Tisquantum was a Native American who lived in New England in the early 17th century. The white people, for reasons that can only be described as being total assholes, called him Squanto.
Squanto was a member of the Patuxet tribe of the Wampanoag Confederacy, a group of native tribes which controlled modern day Massachusetts, Connecticut, Rhode Island, and Long Island. Squanto had a pretty good early childhood, living with his parents and hanging out with his peeps. This changed when Squanto saw his first white men at the age of 10. The white men, explorers from England, seeing Squanto just hanging out on the beach, collected him as though he was some strange type of bug, and took him back to England. When Squanto arrived in England he was given as a gift to the explorers' boss, because gifting people was totally okay back then. The boss, delighted with his new acquisition, taught Squanto English so he could act as an interpreter for future voyages.
After four years in England, Squanto was made part of a new expedition and taken back to New England, where he promptly escaped and started making his way home. However, before he could make it, another English explorer re-captured him, took him to Spain, and tried to sell him into slavery for around $3,500 in today's money. Luckily, some Catholic friars rescued Squanto before he could be forced into explicit servitude, rather than the implicit servitude he had already been putting up with. Unluckily, the friars then forced Squanto to become a Catholic. After hanging out with the friars for a bit, Squanto made his way back to England where he worked for a shipbuilder, and after a few years, got himself on a voyage to Newfoundland. However, when he tried to leave, the English explorers just kind of laughed, probably in a very snide manner, and took him back to England.

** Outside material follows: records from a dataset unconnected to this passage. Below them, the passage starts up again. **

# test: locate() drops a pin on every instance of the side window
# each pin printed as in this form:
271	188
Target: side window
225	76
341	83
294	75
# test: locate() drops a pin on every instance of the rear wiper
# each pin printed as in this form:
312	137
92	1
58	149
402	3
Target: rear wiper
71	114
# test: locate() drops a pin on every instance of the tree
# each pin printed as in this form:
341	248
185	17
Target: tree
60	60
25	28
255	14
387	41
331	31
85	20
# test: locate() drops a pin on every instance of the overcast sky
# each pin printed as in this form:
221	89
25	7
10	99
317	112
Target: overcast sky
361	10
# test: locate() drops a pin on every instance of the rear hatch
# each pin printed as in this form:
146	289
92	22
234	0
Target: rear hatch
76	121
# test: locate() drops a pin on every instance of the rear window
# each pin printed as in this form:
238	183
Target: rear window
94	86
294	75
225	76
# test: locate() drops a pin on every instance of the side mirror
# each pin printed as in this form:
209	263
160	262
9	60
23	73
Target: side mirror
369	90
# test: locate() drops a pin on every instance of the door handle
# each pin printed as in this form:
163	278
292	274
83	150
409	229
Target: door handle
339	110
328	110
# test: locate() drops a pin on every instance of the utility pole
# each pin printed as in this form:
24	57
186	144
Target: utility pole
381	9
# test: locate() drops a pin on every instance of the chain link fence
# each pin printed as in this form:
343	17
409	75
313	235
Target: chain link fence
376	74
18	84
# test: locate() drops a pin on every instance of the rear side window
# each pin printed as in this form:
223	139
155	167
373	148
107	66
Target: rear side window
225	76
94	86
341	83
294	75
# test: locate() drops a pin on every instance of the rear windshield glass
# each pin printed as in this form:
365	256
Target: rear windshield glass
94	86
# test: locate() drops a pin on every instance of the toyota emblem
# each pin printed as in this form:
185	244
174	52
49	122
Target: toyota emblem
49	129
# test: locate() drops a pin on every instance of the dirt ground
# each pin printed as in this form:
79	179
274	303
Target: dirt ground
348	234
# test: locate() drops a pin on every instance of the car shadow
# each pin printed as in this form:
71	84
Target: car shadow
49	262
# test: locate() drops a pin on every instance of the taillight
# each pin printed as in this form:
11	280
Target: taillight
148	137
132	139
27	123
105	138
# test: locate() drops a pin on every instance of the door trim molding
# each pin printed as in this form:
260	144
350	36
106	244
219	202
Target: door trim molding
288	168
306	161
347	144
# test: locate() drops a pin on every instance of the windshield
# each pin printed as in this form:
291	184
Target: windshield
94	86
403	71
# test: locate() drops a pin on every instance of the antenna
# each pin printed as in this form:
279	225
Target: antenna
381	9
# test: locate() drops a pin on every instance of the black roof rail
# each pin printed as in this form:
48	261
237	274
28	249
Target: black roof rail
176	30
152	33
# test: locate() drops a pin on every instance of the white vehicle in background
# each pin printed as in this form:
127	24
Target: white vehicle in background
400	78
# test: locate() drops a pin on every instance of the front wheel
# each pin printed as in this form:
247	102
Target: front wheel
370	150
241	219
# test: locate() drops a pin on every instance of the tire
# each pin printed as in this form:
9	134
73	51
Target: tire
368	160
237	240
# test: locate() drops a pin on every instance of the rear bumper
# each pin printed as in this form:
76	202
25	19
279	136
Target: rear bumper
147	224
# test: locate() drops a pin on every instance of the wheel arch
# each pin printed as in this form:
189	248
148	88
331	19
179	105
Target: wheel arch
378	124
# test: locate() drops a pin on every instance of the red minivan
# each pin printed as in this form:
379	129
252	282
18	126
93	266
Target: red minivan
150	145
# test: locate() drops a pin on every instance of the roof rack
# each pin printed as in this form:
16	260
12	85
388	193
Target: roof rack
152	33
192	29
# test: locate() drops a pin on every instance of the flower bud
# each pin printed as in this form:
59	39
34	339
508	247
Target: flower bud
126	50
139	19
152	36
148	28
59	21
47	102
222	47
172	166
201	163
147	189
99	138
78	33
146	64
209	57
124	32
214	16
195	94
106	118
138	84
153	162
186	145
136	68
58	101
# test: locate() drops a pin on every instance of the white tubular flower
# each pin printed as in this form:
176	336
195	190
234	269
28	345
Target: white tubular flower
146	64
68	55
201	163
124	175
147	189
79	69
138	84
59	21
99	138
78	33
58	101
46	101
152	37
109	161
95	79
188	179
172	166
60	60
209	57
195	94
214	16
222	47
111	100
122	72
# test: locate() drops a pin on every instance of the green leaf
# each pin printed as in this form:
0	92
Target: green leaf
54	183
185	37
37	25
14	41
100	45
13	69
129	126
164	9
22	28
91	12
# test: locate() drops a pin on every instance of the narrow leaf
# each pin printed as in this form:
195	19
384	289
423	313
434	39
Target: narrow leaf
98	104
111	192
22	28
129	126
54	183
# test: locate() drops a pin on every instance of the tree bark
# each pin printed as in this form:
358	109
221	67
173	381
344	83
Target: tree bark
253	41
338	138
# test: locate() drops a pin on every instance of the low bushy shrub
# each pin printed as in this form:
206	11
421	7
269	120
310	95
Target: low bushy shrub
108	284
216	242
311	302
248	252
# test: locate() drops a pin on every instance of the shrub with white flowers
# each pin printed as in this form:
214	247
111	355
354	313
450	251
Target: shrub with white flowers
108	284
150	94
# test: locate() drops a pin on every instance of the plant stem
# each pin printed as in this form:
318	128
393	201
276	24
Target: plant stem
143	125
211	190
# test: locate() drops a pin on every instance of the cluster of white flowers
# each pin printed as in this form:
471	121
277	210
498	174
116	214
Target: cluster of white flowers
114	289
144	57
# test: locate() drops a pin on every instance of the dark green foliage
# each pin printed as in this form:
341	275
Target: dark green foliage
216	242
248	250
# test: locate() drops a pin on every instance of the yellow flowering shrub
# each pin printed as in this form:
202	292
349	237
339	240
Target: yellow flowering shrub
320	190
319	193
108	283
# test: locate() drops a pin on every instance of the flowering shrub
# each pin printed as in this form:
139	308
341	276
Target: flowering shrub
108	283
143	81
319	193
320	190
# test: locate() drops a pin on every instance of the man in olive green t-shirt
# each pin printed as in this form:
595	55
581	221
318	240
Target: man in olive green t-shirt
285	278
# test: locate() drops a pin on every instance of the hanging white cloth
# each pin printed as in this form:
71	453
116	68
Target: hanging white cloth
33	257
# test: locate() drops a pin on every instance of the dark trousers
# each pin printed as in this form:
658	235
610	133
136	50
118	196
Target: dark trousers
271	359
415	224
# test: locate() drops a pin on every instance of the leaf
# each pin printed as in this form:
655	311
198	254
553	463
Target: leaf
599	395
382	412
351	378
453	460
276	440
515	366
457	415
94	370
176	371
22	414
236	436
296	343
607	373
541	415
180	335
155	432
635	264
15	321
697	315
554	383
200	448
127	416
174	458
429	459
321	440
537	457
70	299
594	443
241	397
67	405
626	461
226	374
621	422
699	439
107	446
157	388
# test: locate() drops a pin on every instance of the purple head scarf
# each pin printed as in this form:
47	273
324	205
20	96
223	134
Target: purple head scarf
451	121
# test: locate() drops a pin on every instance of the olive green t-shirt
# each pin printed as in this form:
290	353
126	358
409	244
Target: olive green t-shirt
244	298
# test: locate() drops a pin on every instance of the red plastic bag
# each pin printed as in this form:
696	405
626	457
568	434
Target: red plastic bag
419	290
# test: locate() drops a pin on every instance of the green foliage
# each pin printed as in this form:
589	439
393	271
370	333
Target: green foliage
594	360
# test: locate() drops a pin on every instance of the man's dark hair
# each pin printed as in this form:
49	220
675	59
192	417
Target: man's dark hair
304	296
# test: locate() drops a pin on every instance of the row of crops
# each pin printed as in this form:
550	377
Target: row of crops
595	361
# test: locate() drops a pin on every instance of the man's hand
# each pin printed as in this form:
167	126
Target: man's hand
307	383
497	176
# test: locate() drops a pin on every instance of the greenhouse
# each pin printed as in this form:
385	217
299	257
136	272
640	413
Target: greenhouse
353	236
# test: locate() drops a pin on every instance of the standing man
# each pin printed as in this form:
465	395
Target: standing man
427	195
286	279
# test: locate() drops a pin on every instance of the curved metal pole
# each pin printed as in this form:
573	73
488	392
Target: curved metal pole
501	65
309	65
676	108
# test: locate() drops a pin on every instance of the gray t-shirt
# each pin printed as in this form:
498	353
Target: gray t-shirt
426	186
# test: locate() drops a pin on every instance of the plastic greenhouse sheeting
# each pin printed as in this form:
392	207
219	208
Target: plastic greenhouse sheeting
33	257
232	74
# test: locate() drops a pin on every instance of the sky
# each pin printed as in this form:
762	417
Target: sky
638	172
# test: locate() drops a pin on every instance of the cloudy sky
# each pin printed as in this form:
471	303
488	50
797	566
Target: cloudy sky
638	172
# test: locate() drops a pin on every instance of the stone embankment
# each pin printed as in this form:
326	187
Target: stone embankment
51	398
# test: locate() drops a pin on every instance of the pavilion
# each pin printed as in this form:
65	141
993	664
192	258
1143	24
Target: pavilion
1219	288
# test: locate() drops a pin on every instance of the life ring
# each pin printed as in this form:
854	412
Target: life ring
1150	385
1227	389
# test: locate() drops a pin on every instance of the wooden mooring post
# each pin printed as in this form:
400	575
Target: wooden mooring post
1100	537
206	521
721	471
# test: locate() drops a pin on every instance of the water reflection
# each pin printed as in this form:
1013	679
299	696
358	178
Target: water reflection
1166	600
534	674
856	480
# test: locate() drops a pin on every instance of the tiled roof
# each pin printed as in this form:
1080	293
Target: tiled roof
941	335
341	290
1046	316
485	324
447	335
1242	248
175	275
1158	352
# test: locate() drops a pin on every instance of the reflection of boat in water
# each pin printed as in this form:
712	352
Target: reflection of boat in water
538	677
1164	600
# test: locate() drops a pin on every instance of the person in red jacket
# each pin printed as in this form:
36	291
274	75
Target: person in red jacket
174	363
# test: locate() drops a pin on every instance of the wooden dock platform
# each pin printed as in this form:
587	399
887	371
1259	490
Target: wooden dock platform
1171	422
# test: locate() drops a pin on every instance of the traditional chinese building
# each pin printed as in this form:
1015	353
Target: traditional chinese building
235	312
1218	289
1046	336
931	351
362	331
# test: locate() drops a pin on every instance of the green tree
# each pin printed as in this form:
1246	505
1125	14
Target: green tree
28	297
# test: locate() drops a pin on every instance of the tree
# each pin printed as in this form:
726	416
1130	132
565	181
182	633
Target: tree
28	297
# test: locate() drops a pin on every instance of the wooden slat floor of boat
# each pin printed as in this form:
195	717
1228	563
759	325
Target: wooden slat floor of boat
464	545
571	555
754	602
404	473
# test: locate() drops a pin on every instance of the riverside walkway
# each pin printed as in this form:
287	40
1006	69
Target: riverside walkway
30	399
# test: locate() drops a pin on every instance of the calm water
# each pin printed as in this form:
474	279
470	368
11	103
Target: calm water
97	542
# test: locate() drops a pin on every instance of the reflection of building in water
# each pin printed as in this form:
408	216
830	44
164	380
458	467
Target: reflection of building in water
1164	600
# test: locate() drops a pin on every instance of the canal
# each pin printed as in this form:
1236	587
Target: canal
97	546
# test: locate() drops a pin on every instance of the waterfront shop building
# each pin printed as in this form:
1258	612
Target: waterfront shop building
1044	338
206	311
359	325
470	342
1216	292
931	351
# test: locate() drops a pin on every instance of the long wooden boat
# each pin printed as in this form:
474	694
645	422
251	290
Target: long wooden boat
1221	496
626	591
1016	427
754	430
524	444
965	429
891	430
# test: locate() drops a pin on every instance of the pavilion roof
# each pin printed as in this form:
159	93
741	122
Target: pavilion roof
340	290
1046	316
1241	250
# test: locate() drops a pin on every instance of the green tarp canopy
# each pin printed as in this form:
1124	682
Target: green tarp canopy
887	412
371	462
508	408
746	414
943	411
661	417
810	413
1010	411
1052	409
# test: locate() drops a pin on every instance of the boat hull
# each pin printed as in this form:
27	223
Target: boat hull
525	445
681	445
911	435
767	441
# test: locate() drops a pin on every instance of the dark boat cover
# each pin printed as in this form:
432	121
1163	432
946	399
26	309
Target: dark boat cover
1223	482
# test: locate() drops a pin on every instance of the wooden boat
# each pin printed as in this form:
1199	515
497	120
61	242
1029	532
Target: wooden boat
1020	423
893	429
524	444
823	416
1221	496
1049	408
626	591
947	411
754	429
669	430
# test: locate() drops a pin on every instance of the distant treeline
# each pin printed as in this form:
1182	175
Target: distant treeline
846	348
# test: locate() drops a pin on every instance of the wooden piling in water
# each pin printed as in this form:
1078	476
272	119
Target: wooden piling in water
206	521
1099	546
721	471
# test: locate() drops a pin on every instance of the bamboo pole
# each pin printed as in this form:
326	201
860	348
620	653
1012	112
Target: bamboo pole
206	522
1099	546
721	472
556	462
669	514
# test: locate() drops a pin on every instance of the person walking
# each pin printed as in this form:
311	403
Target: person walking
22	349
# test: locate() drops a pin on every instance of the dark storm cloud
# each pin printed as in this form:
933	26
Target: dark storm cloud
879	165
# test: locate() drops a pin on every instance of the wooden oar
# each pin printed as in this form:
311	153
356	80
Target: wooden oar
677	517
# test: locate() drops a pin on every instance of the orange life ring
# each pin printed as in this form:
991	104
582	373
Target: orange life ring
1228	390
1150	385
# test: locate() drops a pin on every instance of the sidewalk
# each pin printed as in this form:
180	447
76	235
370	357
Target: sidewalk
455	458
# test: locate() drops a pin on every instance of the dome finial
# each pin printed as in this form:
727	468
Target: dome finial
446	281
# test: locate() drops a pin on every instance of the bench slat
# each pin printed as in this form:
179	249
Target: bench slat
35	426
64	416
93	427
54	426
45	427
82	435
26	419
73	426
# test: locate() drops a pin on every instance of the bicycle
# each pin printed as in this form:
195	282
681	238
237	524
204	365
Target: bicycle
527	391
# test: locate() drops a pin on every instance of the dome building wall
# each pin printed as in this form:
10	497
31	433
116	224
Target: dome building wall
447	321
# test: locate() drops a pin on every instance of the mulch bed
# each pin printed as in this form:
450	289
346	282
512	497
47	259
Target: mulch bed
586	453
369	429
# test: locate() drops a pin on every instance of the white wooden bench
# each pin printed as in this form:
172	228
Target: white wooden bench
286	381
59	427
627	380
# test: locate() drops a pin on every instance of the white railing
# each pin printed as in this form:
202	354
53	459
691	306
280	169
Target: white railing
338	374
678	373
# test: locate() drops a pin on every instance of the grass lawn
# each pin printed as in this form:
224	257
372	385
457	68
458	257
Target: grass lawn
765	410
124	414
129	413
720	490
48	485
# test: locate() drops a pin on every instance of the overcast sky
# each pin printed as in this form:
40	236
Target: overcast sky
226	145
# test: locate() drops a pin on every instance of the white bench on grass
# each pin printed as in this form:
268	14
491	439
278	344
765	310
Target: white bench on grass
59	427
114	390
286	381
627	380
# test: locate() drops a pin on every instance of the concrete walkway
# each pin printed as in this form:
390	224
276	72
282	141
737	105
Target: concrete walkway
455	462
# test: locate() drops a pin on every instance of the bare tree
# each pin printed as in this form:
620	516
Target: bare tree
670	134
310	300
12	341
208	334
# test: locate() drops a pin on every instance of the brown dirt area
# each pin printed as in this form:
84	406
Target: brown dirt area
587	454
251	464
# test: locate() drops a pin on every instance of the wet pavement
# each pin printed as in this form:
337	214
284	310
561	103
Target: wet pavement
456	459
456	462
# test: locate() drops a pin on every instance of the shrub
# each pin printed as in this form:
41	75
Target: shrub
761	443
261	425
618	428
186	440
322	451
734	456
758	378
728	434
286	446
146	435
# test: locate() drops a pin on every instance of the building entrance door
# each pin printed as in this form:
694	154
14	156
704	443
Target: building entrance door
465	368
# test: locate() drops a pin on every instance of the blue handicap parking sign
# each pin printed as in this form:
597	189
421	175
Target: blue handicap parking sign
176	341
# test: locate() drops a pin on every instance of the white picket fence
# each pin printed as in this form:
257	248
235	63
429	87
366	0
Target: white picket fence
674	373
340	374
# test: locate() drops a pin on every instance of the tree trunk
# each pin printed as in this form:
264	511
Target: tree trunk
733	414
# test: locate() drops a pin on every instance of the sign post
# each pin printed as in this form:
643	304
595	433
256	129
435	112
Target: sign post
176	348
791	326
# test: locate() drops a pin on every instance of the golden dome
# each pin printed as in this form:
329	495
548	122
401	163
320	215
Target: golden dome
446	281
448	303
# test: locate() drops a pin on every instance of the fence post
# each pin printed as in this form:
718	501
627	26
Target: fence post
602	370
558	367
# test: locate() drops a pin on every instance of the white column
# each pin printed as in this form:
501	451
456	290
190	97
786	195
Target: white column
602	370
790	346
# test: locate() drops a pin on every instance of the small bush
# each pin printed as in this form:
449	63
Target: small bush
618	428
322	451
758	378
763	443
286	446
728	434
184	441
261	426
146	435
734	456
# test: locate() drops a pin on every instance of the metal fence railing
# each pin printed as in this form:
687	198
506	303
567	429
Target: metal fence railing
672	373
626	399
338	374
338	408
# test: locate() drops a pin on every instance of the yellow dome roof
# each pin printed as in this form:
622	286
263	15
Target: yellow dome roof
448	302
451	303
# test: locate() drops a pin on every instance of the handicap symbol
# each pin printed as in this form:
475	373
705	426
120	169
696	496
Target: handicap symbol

A full nine years after being captured, Squanto finally boarded a ship that took him home to New England to stay. Unfortunately, upon arrival, he discovered that pretty much everyone he had ever known had been killed by a plague of smallpox brought by some white dudes the previous year. In fact, it's estimated that up to 90 percent of the Wampanoag Confederacy died during the period of Squanto’s capture. Not sure what else to do, Squanto mostly spent the next two years hanging out in his abandoned village and occasionally visiting distant relatives from other nearby tribes. It was around this time that the Pilgrims, yes, those Pilgrims, showed up on the scene. The Pilgrims, who were long on religious convictions, but short on survival skills, nearly starved their first winter in Massachusetts. Squanto, feeling bad for them, which is impressive considering his life so far, never mind the fact that white people at the time weren't big on bathing, taught the Pilgrims how to grow corn.
For some reason, the Pilgrims and the surviving Wampanoag did not get along. Squanto, thanks to his English skills, and his ability to put up with the Pilgrims' terrible body odor, became an ambassador between the two groups, promoting peaceful co-existence. This position did not prove popular with everyone. A renegade group of Wampanoag kidnapped Squanto with plans to kill him, but he was rescued by a group of Pilgrims. Soon after, while on a peace mission, Squanto fell sick, probably due to being poisoned, and died. His efforts won the Wampanoag fifty years of peace. Peace in this case meant that the natives suffered a series of small pox epidemics and slowly got kicked off their lands by the growing number of white people.